To find the speed, we take the magnitude of the velocity function:

|v(t)| = |4x – 3|

To find the acceleration function, we differentiate the velocity function for time:

a(t) = d/dt(4x – 3)

= 4(dx/dt)

= 4v(t)

Therefore, the velocity function is v(t) = 4x – 3, the speed function is |v(t)| = |4x – 3|, and the acceleration function is a(t) = 4v(t).

Example: – A car is moving along a curved road given by the equation y = x³ – 2x² + 3x. Find the velocity and acceleration at the point (1, 2).

Solution:

To find the velocity at the point (1, 2), we need to find the derivative of the position function for time.

Given: y = x³ – 2x² + 3x

Differentiating for x:

dy/dx = d/dx(x³ – 2x² + 3x)

= 3x² – 4x + 3

Substituting x = 1, we have:

v(1) = 3(1)² – 4(1) + 3

= 3 – 4 + 3

= 2

Therefore, the velocity at the point (1, 2) is 2 units per time.

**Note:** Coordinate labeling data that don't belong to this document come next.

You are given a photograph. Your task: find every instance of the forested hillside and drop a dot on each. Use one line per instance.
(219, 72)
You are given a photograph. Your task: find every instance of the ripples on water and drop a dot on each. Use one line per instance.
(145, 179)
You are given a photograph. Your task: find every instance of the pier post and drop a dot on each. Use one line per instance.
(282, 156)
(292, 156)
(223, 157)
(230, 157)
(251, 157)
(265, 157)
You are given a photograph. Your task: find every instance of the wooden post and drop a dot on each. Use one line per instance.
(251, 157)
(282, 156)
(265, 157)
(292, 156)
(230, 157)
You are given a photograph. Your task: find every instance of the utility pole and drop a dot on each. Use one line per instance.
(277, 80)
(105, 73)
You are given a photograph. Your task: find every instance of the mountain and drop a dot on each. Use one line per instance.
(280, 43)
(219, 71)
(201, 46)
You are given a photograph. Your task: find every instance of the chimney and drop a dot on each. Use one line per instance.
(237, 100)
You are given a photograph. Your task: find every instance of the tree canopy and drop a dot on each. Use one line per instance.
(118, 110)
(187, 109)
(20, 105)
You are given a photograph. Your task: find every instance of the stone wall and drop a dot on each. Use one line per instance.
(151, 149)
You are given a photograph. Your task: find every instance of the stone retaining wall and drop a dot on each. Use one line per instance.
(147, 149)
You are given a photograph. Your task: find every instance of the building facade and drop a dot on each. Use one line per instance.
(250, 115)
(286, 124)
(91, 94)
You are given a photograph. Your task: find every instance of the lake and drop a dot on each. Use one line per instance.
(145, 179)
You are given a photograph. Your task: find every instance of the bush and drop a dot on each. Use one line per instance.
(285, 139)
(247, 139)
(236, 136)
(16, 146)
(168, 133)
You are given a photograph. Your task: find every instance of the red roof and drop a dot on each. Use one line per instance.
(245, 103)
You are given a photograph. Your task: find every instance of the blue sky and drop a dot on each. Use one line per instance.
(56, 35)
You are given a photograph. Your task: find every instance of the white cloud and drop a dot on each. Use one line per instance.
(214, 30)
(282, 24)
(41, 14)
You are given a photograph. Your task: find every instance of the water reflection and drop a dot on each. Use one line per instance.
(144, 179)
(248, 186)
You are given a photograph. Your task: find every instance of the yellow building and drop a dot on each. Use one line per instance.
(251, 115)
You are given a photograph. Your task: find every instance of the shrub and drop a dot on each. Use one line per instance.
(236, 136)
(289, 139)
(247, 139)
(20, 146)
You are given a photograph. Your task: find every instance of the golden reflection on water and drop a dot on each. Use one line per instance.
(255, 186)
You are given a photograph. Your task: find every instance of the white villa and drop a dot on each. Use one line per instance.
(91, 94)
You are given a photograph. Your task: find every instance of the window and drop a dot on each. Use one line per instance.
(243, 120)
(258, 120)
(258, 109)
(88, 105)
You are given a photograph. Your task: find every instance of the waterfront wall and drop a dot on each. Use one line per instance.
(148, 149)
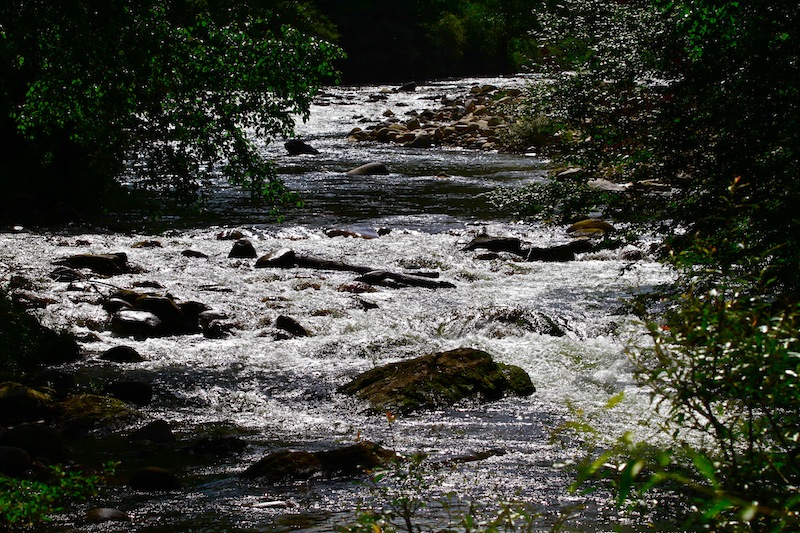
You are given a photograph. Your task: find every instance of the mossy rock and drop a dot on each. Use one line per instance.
(19, 404)
(88, 412)
(344, 461)
(439, 380)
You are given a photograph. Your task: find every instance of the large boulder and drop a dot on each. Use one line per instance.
(438, 380)
(105, 264)
(369, 169)
(345, 461)
(19, 403)
(298, 147)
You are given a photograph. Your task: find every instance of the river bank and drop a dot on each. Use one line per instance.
(273, 393)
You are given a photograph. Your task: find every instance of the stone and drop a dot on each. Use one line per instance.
(136, 323)
(298, 147)
(105, 264)
(154, 479)
(157, 431)
(495, 244)
(369, 169)
(345, 461)
(438, 380)
(122, 354)
(291, 326)
(243, 249)
(281, 258)
(591, 224)
(38, 440)
(85, 413)
(19, 404)
(135, 392)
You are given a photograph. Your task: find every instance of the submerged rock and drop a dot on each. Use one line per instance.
(298, 147)
(105, 264)
(346, 461)
(369, 169)
(438, 380)
(154, 479)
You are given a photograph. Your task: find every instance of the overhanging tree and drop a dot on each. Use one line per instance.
(171, 92)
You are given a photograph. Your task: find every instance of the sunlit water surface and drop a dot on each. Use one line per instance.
(281, 393)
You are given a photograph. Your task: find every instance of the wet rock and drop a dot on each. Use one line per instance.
(346, 461)
(105, 264)
(38, 440)
(135, 392)
(85, 413)
(194, 254)
(591, 226)
(217, 446)
(291, 326)
(438, 380)
(64, 274)
(557, 253)
(136, 323)
(14, 462)
(369, 169)
(495, 244)
(148, 244)
(243, 249)
(157, 431)
(154, 479)
(407, 87)
(106, 514)
(170, 315)
(298, 147)
(122, 354)
(19, 404)
(282, 258)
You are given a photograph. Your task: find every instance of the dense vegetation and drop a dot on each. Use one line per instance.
(702, 97)
(166, 91)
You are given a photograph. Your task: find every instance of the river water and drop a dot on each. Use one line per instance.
(276, 394)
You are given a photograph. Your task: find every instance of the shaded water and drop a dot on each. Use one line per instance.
(281, 393)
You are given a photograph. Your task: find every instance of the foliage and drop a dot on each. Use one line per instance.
(25, 503)
(174, 90)
(25, 344)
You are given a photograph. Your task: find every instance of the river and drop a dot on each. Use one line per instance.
(275, 394)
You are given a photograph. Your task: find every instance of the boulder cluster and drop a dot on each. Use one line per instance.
(477, 120)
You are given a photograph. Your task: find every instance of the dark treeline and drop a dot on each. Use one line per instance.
(402, 40)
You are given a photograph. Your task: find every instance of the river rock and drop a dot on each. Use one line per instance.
(346, 461)
(495, 244)
(157, 431)
(122, 354)
(136, 323)
(154, 479)
(14, 462)
(243, 249)
(105, 264)
(591, 226)
(298, 147)
(438, 380)
(19, 403)
(85, 413)
(291, 326)
(135, 392)
(38, 440)
(106, 514)
(369, 169)
(558, 253)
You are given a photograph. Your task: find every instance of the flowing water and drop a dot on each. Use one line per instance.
(281, 393)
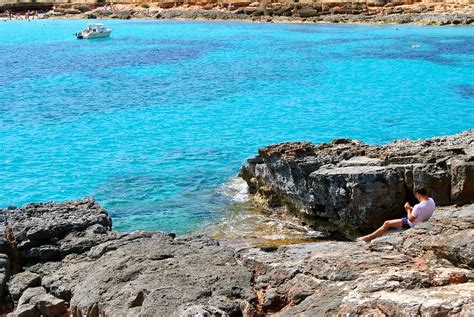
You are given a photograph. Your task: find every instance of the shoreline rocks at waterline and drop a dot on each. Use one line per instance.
(62, 259)
(352, 185)
(426, 271)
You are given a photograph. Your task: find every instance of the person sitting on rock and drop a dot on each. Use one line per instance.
(419, 213)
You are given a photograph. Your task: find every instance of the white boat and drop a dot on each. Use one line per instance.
(94, 31)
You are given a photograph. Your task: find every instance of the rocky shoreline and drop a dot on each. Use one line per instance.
(347, 184)
(62, 259)
(424, 14)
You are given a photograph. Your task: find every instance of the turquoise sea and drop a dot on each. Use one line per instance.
(155, 121)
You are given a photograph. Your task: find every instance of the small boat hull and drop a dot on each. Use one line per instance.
(94, 31)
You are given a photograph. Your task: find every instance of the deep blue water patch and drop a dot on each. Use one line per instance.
(153, 121)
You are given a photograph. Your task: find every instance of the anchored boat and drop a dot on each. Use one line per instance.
(94, 31)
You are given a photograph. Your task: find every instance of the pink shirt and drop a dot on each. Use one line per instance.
(422, 212)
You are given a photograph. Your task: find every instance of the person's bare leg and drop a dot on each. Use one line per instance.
(395, 223)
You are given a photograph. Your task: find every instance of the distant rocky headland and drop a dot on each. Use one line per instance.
(456, 12)
(61, 259)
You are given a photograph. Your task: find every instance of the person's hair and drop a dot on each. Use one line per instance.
(421, 191)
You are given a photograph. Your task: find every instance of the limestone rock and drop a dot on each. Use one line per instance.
(418, 272)
(21, 281)
(350, 183)
(4, 273)
(36, 302)
(49, 231)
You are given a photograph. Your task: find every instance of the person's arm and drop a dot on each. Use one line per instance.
(409, 210)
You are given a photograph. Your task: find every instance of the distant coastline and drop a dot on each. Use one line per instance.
(437, 14)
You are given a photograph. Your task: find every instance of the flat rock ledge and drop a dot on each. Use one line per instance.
(63, 259)
(349, 184)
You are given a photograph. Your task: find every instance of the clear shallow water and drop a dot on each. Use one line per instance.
(154, 121)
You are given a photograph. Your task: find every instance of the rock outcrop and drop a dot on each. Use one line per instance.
(68, 258)
(63, 259)
(349, 183)
(426, 271)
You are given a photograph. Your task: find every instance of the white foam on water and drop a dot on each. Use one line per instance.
(235, 188)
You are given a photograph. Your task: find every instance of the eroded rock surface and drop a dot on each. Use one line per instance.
(353, 184)
(426, 271)
(69, 255)
(61, 259)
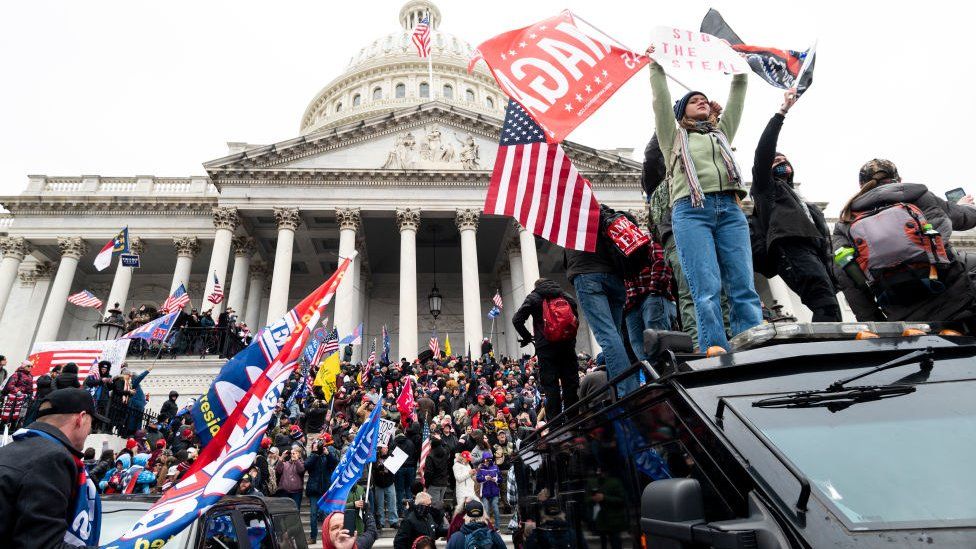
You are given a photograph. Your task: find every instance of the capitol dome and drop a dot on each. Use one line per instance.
(387, 74)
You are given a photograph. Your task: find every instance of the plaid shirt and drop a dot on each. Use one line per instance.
(654, 278)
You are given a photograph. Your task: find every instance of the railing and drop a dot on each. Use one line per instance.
(200, 342)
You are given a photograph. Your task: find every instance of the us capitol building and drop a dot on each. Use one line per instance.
(386, 162)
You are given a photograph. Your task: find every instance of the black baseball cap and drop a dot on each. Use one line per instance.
(69, 401)
(474, 508)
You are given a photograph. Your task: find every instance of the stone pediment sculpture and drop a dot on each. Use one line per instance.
(433, 151)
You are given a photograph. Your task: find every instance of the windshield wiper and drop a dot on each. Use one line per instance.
(835, 400)
(924, 358)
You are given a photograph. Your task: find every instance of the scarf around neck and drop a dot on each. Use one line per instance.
(682, 149)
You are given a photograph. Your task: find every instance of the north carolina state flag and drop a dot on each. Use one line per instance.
(560, 74)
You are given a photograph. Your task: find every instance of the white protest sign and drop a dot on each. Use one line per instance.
(696, 51)
(396, 460)
(387, 428)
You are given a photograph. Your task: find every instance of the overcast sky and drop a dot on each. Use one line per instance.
(122, 88)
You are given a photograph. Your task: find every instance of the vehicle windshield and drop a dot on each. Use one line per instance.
(879, 463)
(116, 522)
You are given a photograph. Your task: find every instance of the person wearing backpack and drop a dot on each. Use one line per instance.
(476, 533)
(557, 359)
(796, 238)
(706, 187)
(930, 283)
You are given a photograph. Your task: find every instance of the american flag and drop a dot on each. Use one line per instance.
(217, 294)
(536, 183)
(435, 346)
(424, 451)
(177, 301)
(421, 37)
(85, 298)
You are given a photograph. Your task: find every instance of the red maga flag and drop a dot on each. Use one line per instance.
(560, 74)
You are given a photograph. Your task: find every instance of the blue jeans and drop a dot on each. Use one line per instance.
(491, 509)
(405, 476)
(385, 497)
(655, 312)
(715, 252)
(602, 296)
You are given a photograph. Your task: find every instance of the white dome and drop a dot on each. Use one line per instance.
(388, 74)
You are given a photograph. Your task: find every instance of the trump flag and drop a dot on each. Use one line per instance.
(558, 72)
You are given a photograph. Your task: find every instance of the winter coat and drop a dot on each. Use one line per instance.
(959, 299)
(320, 467)
(704, 149)
(37, 480)
(457, 540)
(291, 475)
(463, 482)
(779, 211)
(489, 488)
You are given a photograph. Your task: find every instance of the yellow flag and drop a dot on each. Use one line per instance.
(327, 375)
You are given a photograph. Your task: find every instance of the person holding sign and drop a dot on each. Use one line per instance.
(709, 226)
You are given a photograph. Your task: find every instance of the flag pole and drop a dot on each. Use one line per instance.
(622, 45)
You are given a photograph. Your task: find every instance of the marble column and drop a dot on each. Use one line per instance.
(508, 311)
(467, 224)
(255, 294)
(14, 249)
(349, 220)
(71, 248)
(288, 220)
(408, 220)
(243, 250)
(225, 222)
(187, 247)
(123, 279)
(530, 259)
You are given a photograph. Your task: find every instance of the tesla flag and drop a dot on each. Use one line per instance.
(559, 73)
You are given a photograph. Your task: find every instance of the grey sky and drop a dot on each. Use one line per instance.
(122, 88)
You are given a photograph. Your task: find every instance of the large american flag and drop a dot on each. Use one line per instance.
(85, 298)
(424, 451)
(177, 301)
(536, 183)
(217, 293)
(421, 37)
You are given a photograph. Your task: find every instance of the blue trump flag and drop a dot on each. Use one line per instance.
(353, 463)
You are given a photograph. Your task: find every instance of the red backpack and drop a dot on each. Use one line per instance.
(559, 323)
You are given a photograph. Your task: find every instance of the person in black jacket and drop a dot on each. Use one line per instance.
(797, 241)
(39, 475)
(557, 360)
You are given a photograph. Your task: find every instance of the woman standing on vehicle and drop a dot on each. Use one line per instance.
(709, 226)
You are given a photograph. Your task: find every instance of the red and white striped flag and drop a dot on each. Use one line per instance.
(421, 37)
(424, 452)
(537, 184)
(217, 293)
(85, 298)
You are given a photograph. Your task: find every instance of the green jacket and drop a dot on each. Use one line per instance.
(704, 148)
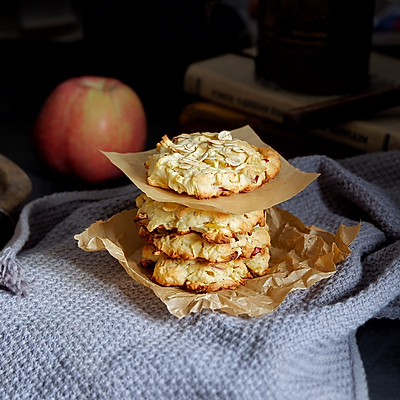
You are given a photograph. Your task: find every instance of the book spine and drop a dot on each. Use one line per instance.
(361, 136)
(217, 89)
(205, 84)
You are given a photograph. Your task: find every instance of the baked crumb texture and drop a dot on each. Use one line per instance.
(207, 165)
(203, 251)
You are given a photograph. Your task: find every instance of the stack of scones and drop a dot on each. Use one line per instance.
(204, 250)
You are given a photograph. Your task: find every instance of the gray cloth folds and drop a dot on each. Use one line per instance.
(85, 329)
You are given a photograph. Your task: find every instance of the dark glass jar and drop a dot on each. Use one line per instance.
(315, 46)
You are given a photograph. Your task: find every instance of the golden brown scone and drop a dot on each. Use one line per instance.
(201, 275)
(208, 165)
(192, 245)
(216, 227)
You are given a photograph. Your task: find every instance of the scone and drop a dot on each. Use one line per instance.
(192, 245)
(201, 275)
(215, 227)
(207, 165)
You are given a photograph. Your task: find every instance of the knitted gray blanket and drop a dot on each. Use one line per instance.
(74, 325)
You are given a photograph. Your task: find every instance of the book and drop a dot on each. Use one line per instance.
(230, 80)
(202, 116)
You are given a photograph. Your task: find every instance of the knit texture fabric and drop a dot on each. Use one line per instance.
(74, 325)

To find the acceleration, we differentiate the velocity function for time:

a(t) = d/dt(3x² – 4x + 3)

= 6x – 4

Substituting x = 1, we have:

a(1) = 6(1) – 4

= 6 – 4

= 2

Therefore, the acceleration at the point (1, 2) is 2 units per time.

Key Points

• Velocity: Velocity is a vector quantity that describes the rate of change of position of an object for time. It has both magnitude and direction.
• Speed: Speed is a scalar quantity that represents the magnitude of velocity. It measures how fast an object is moving without considering its direction.
• Instantaneous velocity: Instantaneous velocity is the velocity of an object at a specific point in time. It is found by taking the derivative of the position function for a time.
• Average velocity: Average velocity is the total displacement of an object divided by the total time taken. It is calculated by taking the difference in position and dividing it by the difference in time.
• Acceleration: Acceleration is the rate of change of velocity for time. It can be positive (speeding up), negative (slowing down), or zero (constant velocity).
• Instantaneous acceleration: Instantaneous acceleration is the acceleration of an object at a specific point in time. It is found by taking the derivative of the velocity function for a time.
• Tangent line: The tangent line to a curve at a specific point represents the instantaneous velocity of an object at that point.
• Secant line: The secant line between two points on a curve represents the average velocity of an object over that interval.
• The direction of motion: The sign of velocity determines the direction of motion. Positive velocity indicates motion in one direction, while negative velocity indicates motion in the opposite direction.
• Relationship between position, velocity, and acceleration: Velocity is the derivative of position for time, and acceleration is the derivative of velocity for time. Mathematically, a(t) = v'(t) = x''(t).
• Critical points: Critical points occur where the velocity is zero or undefined. They represent potential turning points or points of rest.
• Applications: Understanding velocity, speed, and acceleration along a curve is essential in analyzing the motion of objects, solving related rates problems, and studying topics such as projectile motion, particle kinematics, and derivatives of parametric equations.